The branching logic was the trickiest part. Getting Claude to generate genuinely divergent story branches — rather than two scenes that converge on the same outcome anyway — required being explicit in the system prompt that branches should have meaningfully different consequences for the world state.

4. The Recap Narrator

The one that gets the most love from people who actually use the app.

After a session, the DM has a set of logs: scene notes, decisions taken at each branch, combat outcomes, and which NPCs survived or died. The Recap Narrator reads those logs and generates a written narrative summary — the kind of session recap that reads like it was written by someone who was there, that you can share with your players or keep as a campaign journal.

This is the agent where prompting felt most like writing. The system prompt establishes a narrative voice — present tense, second person ("you push open the door to find..."), with space for small dramatic details — and the structured logs give it the factual spine to work from. Getting that balance right, between faithfully recapping what happened and making it enjoyable to read, took more iteration than any of the other agents.

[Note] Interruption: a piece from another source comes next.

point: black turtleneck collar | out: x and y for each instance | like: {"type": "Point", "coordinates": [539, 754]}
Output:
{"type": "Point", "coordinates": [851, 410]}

The structured input matters as much as the structured output here. Passing raw session notes to Claude produced mediocre results. Passing structured data — scene by scene, decision by decision, with clear labels — produced recaps that players actually wanted to read.


What the SDK Made Easier

A few things that would have been friction without it:

Testing. The SDK ships with fake agents built in, so you can test AI features with real coverage without making actual API calls in your test suite. For DM Forge, that meant I could write feature tests for the session builder that verify the generated structure is saved correctly without hitting the Claude API on every test run.

Structured output. Before the SDK, getting structured JSON back from Claude meant prompting it to return JSON, hoping it did, stripping markdown fences, and parsing it in a try/catch. The SDK's HasStructuredOutput interface handles all of that. You define the schema, the SDK enforces it, and you get back a typed response you can treat like a PHP array.

Provider switching. You can configure multiple providers so the SDK fails over automatically during rate limits or outages — no fallback logic to write yourself. For a side project that runs on my own infrastructure, this is low priority, but it's the kind of thing that matters the moment you have real users.


The Honest Part

The SDK is still relatively new and shows it in places. The documentation covers the happy path well, but gets thinner when you push into less common patterns — loading large amounts of campaign context without exceeding token limits, for instance, required some experimentation that wasn't really covered anywhere.

The bigger lesson, though, isn't about the SDK — it's about AI integration in general. The technology is not the hard part. The hard part is figuring out what context to pass in, what shape the output should take, and what "good" looks like for your specific use case. I spent maybe 20% of my time on the Laravel integration and 80% on prompt iteration and context design.

That ratio feels about right for anyone approaching this kind of work.